WHETHER the part that Courbet played in the destruction of the Column be regarded as criminal or merely stupid, it must not be forgotten that he was the only sufferer by it. As he had been the most tactless and the noisiest of all those responsible the blame was thrown entirely on his shoulders. He was arrested on June 7, a few days after the fall of the Commune, and tried before a court-martial on August 14. His attitude was pitiful. The poor wretch had lost all heart and energy. Broken, pale, suffering from a disease which was soon to necessitate a serious operation, he listened without protest to all the witnesses for the defence, who agreed in maintaining that he was just a harmless irresponsible child. So far from disarming the public jury, his want of spirit provoked the most cowardly insults and sarcasms. The gendarmes were hard put to it to protect their prisoner against the mob, and a young woman spat on his grey beard. In spite of a courageous admission by Paschal Grousset, who took all the responsibility for the act with which Courbet was charged upon his own shoulders, in spite of the skilful defence of Lachaud, and a moderate indictment by the Government prosecutors, the painter was declared guilty and sentencedwith worse in store to six months’ imprisonment and a fine of five hundred francs.
“They have killed me,” said Courbet to a friend. “These people have killed me, I feel it, and I shall never do any thing good again! ”

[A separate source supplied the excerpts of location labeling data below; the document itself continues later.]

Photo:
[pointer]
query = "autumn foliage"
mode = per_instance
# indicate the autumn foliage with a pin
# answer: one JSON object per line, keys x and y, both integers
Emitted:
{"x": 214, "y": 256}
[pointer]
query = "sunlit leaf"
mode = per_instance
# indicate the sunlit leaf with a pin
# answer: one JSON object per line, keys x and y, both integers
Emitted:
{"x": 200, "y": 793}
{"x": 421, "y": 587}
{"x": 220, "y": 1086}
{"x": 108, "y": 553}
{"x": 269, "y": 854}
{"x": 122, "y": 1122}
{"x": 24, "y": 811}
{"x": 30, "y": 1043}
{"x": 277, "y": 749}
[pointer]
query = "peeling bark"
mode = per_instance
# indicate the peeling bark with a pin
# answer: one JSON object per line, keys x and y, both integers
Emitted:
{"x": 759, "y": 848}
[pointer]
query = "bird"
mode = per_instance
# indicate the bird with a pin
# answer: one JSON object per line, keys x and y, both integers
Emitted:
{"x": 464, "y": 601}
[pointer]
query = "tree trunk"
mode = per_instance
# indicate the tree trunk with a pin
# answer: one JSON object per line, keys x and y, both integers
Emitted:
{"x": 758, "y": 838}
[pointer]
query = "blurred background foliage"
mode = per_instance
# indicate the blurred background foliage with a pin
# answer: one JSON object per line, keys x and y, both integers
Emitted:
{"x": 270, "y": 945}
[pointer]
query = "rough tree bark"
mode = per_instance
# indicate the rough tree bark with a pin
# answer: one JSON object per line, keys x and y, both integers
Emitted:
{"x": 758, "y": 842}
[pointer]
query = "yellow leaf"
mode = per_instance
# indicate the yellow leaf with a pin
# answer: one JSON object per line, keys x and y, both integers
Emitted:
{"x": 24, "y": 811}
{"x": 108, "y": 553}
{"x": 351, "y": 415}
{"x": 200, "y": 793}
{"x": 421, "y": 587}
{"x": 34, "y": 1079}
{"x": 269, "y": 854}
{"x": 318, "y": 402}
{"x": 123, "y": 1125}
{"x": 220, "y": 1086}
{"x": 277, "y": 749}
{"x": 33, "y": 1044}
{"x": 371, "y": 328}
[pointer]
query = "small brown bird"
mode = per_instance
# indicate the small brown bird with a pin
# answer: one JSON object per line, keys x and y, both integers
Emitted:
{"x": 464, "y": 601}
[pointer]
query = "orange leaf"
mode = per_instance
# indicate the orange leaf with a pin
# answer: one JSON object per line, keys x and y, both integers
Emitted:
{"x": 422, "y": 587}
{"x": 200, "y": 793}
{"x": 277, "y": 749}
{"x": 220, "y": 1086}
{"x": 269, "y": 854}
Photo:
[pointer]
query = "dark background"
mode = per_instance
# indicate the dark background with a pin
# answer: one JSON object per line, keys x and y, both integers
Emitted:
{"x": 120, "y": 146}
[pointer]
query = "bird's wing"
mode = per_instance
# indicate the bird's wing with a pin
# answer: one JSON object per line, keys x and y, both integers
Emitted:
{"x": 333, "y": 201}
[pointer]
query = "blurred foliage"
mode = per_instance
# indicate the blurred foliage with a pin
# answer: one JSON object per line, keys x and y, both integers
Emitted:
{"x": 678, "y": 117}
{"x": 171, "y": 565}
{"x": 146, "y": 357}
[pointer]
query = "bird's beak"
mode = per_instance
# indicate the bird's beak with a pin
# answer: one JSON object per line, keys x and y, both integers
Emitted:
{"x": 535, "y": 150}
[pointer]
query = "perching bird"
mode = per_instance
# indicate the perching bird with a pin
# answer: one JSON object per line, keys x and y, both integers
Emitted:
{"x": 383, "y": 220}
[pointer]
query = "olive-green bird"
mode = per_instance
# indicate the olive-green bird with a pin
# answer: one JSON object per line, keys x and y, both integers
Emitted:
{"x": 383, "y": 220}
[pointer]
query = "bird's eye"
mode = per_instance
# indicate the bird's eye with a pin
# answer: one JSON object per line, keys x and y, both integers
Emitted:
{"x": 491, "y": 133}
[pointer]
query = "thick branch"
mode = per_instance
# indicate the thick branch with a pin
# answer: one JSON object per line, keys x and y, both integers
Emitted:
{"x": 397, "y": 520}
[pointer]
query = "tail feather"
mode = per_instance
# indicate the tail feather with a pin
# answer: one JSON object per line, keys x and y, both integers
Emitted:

However he was soon to be back at work. In Sainte-Pélagie, where he was imprisoned on September 22, 1871, his friends and relations showed him countless marks of sympathy to help him to forget the storm of hatred that was let loose upon him. One day when his sister Zoé brought him a bunch of holly covered with red berries he felt the desire to paint once more and persisted until he had been given permission to have his colours and brushes.
It was in these circumstances that he began an admirable series of still-life studies, apples, pears, oranges, grapes, pomegranates, dahlias, all of a masterly freedom and vigour.
Shortly afterwards he moved his easel to the house of Doctor Duval at Neuilly. After Nélaton had performed a successful operation, and after he received on March 2, 1872, formal notice of his liberation he remained at Neuilly seeking forgetfulness in unbroken work. To this period belong, among many other fine pictures, the ” Pommes Rouges ” of the Rouart collection, and the “Pommes et Faisans,” here reproduced, which is in the possession of Mlle Juliette Courbet.